Deniz girdi içeri...
-"Öykü kendine gel lütfen! " dedi biraz bağırarak. Ben ise onu duymamışım daldığım için . Sonra bana yaklaşıp kolumu sarsarak,
-"ÖYKÜÜÜÜÜÜÜ !!! " diye bağırdı bu sefer daha sert bağırmıştı. Sesini duyunca başımı ona çevirdim. Sesi bir ben duymamış olacağım ki Esra, Gönül, Deniz ve Melodi de odaya geldiler. Ben de kendimi tutamayıp ağlamaya başladım. Hepsi gelip yanıma oturdular. Hepsi sırayla teselli cümlelerine başlamışlardı. Deniz,
-" Öykü ya değer mi bir erkek için ağlamaya yapma böyle..." dedi. Esra,
-" Aynen kızım ya bırak ağlamayı değer mi onun için ağlamaya..." dedi. Melodi,
-" Onun gibi bir öküz için akan göz yaşlarına yazık Öykü yeter kes şu ağlamayı sinirim bozuluyor yaa..." dedi. Gönül,
-" Aynen Öykü bak benim de sinirlerim bozuldu dövecem şimdi o Coşkun öküzünü de seni de kes şu ağlamayı... " dedi.
Bir anda odadaki herkes Gönül'ün bu hareketine gülmeye başladı. Benim yüzümde hafif bir gülümseme oluştu. Keyfimi biraz olsun yine yerine getirmeye başardılar. Bu gülme sırasında yastık savaşına başladık. Yastık savaşımız da herkes yorulupkendini yere atınca son buldu. Sonra yemeğe geçtik. Ve ardından da beraber "Sağ Salim" adlı komedi filmini seçip izlemeye başladık. Yüzüm gülüyor ama içimdeki duyguları açıklayamayacak kadar canım yanıyordu. Neden ben değilde başkası ya da neden o onda olup da bende olmayan ne ne ne ne ne ne ne ???

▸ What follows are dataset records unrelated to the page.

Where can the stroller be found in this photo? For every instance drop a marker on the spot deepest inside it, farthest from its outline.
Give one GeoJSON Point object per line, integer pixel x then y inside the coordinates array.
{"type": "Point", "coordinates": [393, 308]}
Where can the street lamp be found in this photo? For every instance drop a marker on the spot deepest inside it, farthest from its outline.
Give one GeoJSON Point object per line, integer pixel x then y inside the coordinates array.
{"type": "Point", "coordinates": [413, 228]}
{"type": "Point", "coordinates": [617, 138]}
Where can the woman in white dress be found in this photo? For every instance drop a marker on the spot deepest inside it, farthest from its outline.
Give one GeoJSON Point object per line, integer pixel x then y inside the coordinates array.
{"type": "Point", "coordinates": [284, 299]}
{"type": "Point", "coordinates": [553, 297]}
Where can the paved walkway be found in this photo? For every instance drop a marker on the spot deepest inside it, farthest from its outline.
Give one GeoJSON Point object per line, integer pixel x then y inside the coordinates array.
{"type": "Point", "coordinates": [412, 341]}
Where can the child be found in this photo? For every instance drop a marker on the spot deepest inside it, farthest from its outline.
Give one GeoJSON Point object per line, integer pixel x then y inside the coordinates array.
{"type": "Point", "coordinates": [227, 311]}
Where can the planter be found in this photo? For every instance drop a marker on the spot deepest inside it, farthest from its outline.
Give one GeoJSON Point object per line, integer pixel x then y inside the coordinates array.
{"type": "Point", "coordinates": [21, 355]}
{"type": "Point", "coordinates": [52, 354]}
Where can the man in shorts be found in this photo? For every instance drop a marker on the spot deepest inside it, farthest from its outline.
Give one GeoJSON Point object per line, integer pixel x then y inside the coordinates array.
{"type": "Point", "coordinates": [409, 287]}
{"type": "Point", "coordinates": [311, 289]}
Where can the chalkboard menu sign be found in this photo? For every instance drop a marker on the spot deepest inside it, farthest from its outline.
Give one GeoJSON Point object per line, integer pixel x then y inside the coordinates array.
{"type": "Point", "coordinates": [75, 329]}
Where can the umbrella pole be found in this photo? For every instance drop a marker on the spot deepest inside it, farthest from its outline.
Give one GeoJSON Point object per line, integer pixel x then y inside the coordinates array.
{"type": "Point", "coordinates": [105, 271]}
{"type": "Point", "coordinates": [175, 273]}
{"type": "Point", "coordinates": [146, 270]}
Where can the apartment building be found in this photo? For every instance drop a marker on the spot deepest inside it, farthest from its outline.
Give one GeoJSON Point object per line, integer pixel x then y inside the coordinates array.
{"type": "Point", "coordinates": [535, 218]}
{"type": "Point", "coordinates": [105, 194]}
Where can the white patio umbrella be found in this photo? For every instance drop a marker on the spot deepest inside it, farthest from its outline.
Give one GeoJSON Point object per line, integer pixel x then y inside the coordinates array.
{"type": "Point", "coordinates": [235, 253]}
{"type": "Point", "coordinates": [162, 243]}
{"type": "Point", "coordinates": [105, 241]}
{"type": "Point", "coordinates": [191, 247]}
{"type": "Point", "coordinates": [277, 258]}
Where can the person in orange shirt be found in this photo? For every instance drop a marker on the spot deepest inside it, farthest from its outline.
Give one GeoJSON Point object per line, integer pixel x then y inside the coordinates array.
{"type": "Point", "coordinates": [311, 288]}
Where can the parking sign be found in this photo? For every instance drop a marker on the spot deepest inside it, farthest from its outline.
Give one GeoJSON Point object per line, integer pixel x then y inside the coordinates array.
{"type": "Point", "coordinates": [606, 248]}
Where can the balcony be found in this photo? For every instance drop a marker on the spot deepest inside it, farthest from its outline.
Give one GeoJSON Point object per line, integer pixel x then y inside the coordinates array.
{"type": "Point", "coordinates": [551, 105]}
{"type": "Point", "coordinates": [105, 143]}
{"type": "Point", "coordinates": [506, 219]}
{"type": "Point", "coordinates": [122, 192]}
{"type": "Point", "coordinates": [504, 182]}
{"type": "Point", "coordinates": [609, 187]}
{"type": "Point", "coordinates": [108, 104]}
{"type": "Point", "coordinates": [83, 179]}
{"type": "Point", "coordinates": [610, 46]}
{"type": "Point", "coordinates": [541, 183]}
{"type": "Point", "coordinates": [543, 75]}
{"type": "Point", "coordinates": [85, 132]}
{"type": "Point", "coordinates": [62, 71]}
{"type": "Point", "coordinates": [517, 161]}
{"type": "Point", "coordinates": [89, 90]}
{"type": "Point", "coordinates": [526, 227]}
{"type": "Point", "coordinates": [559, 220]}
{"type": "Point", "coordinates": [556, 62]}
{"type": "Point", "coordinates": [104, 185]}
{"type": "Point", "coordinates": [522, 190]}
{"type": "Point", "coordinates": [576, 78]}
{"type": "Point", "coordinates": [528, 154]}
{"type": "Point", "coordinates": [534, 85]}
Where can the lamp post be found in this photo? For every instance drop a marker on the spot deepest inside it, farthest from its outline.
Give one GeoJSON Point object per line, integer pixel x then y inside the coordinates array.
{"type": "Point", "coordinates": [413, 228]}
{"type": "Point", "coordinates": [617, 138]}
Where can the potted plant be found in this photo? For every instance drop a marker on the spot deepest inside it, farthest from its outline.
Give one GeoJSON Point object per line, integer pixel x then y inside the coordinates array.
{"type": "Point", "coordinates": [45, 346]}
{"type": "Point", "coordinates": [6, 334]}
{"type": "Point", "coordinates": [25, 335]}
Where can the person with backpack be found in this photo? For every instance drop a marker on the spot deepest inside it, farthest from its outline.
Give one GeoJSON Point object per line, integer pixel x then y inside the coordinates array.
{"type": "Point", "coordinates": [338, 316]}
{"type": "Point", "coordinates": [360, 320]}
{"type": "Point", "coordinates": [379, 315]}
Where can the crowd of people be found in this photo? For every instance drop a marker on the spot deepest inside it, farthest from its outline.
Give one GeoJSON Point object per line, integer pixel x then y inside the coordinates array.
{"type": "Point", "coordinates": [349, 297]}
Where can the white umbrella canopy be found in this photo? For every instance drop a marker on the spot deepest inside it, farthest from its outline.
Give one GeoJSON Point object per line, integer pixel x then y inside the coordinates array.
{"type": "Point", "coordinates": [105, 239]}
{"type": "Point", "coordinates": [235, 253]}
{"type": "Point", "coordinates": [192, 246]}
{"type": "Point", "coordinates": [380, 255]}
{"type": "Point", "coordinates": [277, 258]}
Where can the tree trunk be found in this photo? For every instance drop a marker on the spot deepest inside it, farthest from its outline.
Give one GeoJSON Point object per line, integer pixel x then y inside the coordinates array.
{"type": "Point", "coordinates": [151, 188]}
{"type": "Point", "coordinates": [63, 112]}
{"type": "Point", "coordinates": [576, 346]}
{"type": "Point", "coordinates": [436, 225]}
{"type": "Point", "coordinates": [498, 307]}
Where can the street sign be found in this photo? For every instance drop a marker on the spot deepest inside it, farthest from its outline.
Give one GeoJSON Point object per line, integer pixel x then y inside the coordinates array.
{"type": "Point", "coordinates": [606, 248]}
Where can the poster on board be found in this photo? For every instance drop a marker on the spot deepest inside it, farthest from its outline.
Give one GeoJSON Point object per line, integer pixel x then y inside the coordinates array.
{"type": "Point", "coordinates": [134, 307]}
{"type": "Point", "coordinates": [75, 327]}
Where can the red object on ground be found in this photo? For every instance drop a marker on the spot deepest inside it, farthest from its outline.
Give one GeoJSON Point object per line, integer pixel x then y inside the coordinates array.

Bu şekilde filmi izleyip sohbet etmeye başladık. Konuşuyorduk ama ben burda değildim. Bir ara kendimi sohbetin içinde buldum. Plan yapıyorduk. Gönül,
-" Yarın hafta sonu bir yerlere gidelim beraber bişeyler yapalım kafamızı dağatalım biraz, hayır deme şansınız yok, yer belirleyelim diye soruyom bahane kabul edilmez ona göre... " dedi. Hep beraber önerilerde bulunup Paninoya gitme kararı aldık. Sonra yine düşüncelere daldım. Saat geç olmuştu. Yatağıma geçip orda hem ağladım hem de Coşkun'u düşüp hayallere olmayacak hayallerime daldım tekrarrrr ...
COŞKUN'UN AĞZINDAN ...
Eve geldik ve oturduk. Erdal bana ne oluyor der gibi bakıyordu. Ve daha fazla dayanamayıp sordu.
-" Sen açılacam diyince sevinmiştim, evet ben de bunu istiyordum ama bu karar cümlenin sonunu duymadan önceydi. Aslında o konuşmanın sonunda sana şaşırdım. Sonra işaret ettiğinde fark ettim arkamızda Öykülerin olduğunu ama ben hala ne olduğunu anlamadım Coşkun ne oluyor ???" dedi. Haklıydı ona dediklerimle orda söylediklerim onun aklını karıştırmış olmalıydı. bi açıklama yapmak zorundaydım. Ve en yakın arkadaşımdan da bunu saklayacak değildim.